His parents are silhouetted against the hallway light, father’s hands tightly gripping his mother’s neck. They are fighting each other, the words “daddy, daddy dont kill mommy!” seem to come from someone else’s mouth, but the disgusted father flings the mother at the boy, both of whom in tears. Hours later again in the ER. Months later still trying to work things out. Not until years later, after psychological and physical torture, did the boy, his mom, and his one-year old brother desperately flee that abusive father. The mom claims that what finally ended the delusion of working out the relationship was when the father turned to her and said, entirely sober and serious, “I could really kill you, like if I ever want to.”

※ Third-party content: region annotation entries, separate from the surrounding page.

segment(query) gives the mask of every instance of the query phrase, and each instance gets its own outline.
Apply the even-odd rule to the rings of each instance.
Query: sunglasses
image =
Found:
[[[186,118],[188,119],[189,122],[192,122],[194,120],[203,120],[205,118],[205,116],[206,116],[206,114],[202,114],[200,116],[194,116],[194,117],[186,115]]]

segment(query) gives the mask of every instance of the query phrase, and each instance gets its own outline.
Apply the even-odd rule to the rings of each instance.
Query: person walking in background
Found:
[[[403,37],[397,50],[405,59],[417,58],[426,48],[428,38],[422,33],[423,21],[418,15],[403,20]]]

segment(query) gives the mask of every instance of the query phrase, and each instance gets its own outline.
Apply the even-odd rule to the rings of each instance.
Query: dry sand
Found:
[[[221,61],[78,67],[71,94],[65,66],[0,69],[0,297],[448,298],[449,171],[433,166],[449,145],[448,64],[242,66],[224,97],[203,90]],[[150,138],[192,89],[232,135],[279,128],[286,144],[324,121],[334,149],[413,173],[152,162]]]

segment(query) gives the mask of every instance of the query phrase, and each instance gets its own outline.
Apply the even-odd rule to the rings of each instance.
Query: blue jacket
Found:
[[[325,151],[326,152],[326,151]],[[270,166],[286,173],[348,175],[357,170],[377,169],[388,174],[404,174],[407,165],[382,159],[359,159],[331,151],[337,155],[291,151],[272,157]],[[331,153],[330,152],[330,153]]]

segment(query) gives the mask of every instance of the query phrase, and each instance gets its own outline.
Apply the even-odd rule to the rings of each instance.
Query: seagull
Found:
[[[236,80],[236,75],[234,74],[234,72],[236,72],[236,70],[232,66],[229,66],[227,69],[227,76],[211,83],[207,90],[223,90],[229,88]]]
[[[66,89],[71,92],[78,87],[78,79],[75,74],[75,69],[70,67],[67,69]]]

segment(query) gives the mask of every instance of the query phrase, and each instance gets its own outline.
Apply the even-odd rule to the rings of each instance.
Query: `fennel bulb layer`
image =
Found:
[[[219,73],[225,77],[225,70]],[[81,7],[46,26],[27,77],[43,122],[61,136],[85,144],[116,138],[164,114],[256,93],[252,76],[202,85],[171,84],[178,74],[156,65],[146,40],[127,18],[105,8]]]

For most individuals, when they are put in a situation where they have to make a decision, such as a life or death decision, the blood stream is shunted off to the frontal right cortex. This part of the brain is primarily used in executive function, and encourages cool, calm, collected behavior even in extremely dangerous situations. This is a relatively ineffective biological method of stopping certain feedback loops that, when perpetuated, can lead to homicide. Alternatively, the blood is sometimes diverted to different parts of the brain. In this case, the individual becomes extremely aggressive. Every word or action becomes hostile to them, and provokes uncontrollable responses.
The problem here however was not biological, but social. As will be explained later, the German father had radically different marital norms to the mother, who grew up in Indiana. The stratification that occurred through their relationship was intensified by a sense of futility and poverty. They met in Montreal at a Crosby, Stills, Nash, and Young concert in the mid-80’s, and quickly fell in love and got married in 1989. Soon after the mother realized that certain parts of being a German “haus-frau” were actually quite barbaric. After asking a psychologist in Nuremberg about what options she had, having just given birth to a child who was beaten in the womb, she was informed that the situation was normal, that she should go home to cook and clean. Her parents were somewhat more sympathetic, but essentially gave the same advice. Instead she decided to finish medical school, and her husband and child came with her.

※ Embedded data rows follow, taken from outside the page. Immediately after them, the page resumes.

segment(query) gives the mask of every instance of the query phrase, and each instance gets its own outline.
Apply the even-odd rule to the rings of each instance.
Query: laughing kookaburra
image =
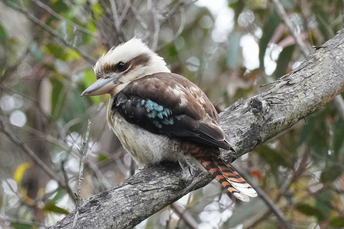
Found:
[[[234,150],[206,96],[171,73],[163,59],[140,39],[111,48],[94,69],[98,80],[81,95],[110,95],[109,126],[138,164],[168,160],[183,169],[203,166],[240,199],[257,196],[220,156],[219,147]]]

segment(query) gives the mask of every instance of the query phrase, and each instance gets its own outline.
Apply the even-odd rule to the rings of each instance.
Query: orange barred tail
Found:
[[[219,183],[240,200],[247,202],[249,200],[249,196],[257,196],[252,187],[221,157],[198,160]]]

The misery of those next years are not entirely describable. The enormous stress on a medical student raising a child combined with the frustration of having a fully qualified German CPA and attorney-at-law created a situation in which higher executive function did not come into play. Instead, even minor incidents flared up into fights, with both mother and father unable to control their emotions, verbally and physically abusing each other as, near-by, their child committed genocide against the slug populations of their constantly changing apartments.
For someone the age of that child, not many remember what they were doing when Bill Clinton was caught with the post-girl, but that boy listened to his sobbing mother, little brother, and the AM radio for most of the twelve hour car trip. Somehow, it seemed fitting when his mother explained that father is a criminal, the president of the United States was also in trouble. He did not really understand. He knew they hurt each other. He thought they loved each other as well.

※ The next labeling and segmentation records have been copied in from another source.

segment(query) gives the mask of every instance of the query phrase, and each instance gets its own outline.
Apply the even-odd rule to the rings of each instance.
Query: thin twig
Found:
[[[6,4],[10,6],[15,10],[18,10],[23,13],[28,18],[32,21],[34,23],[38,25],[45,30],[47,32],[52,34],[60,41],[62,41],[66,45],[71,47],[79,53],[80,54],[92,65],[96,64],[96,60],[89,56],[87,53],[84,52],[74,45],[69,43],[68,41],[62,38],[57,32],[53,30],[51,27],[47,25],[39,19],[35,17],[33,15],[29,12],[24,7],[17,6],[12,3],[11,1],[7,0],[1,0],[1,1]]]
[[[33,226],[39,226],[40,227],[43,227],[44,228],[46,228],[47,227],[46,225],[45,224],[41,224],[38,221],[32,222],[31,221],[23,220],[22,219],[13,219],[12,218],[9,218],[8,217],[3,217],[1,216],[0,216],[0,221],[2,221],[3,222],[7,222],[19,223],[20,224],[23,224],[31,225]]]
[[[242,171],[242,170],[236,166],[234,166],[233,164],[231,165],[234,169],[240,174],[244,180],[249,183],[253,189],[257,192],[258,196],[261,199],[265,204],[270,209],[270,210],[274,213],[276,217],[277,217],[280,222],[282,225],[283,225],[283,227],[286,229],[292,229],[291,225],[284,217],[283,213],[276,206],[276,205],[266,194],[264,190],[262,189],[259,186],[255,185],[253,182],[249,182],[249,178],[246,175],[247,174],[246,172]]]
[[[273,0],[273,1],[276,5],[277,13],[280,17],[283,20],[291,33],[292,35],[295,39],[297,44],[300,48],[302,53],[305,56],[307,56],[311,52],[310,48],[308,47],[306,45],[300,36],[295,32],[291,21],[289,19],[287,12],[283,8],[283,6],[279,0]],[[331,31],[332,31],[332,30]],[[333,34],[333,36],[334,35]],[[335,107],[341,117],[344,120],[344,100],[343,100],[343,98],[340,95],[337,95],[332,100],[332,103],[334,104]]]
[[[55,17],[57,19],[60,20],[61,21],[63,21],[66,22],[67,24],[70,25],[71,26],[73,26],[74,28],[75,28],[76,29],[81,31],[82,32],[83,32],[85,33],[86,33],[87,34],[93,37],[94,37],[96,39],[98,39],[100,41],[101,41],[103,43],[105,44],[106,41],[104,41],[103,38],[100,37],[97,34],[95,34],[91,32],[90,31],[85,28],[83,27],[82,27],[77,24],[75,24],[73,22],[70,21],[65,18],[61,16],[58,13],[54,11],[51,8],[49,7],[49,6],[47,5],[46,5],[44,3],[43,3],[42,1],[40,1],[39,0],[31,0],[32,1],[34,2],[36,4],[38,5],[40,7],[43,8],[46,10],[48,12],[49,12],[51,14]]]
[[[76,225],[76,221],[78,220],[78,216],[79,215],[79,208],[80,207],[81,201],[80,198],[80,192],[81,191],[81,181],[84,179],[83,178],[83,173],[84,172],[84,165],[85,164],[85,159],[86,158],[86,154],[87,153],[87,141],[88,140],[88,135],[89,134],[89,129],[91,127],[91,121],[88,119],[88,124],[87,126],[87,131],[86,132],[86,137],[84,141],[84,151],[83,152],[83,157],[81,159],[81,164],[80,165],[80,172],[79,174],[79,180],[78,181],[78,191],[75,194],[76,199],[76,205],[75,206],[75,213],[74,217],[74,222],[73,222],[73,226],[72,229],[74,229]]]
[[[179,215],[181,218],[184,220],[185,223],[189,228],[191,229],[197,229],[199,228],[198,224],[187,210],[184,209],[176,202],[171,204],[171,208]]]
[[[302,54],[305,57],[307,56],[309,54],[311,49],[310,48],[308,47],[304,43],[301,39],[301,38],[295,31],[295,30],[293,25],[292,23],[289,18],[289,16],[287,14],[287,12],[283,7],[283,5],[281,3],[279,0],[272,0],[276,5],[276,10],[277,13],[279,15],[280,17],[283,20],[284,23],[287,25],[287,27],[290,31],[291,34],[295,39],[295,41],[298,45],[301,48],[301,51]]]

A decade later, he went to Germany and stayed with his Uncle, in order to meet this “lost” family of his. What he found in his father was somewhat shocking. The man was broken, a victim of his own mode of oppression. His entire life had become so caught up with one woman, perhaps it was love in a sort of way, that he had completely self-destructed. Ten years later, he still conducts his law office in cash and works the bare minimum to survive in order to keep childcare payments from her. He claimed to have forgotten her, but obviously had fed feedback loops and perpetuated a cycle that is today as pathetic as it was once vicious.
The ability of the state to impose some limits on these feedback loops, by making murder or rape illegal, for example, is significant. This story shows that it is not enough. That even two highly educated, loving individuals can fight like barbarians when both society and state fails to establish some level of mandatory mutual respect. Usually, it might be said that men oppress, and therefore damage women. What this makes clear, however, is that the damage to men is equally as great, and the establishment and maintenance of social norms to respectful levels is vitally important to both sexes.